National Debt and National Crisis
Author: COMAP
Background:
Mathematical modeling involves two equally important steps - building models based on real world situations and interpreting predictions made by those models back in the real world. This problem places equal emphasis on both steps.
We are at the start of the 2008 U.S. presidential elections, and one important area of debate is sure to be the national debt. As high school students, you have a particular interest in this subject since you are the people who will pay off or at least manage the national debt in the future. The rate at which the national debt changes depends on the difference between federal income (primarily taxes) and federal expenditures. Your first task is to build a model that can be used to help understand the national debt and make forecasts based on different assumptions. As usual, modeling involves a balance between so much complexity that the model may be intractable and so little complexity that it is unrealistic and useless. Your model needs, at the very least, to allow you to consider different tax policies and different expenditure policies.

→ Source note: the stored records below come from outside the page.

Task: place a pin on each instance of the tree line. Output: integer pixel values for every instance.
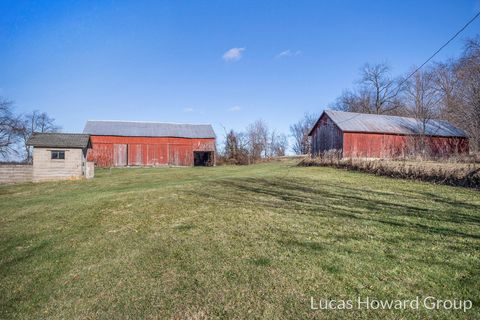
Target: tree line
(447, 91)
(16, 129)
(257, 141)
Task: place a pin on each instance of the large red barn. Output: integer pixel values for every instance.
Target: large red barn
(130, 143)
(358, 135)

As usual, raw numbers don't carry much information. Those numbers must be placed in context. For example, total national debt is less meaningful than national debt per capita. In addition, you must be careful about inflation. Many analysts look at the ratio between national debt and gross domestic product as a good indicator of the impact of the national debt. Others worry about the cost of servicing the national debt. This cost is affected by both the size of the national debt and the interest rate the government must pay to borrow money.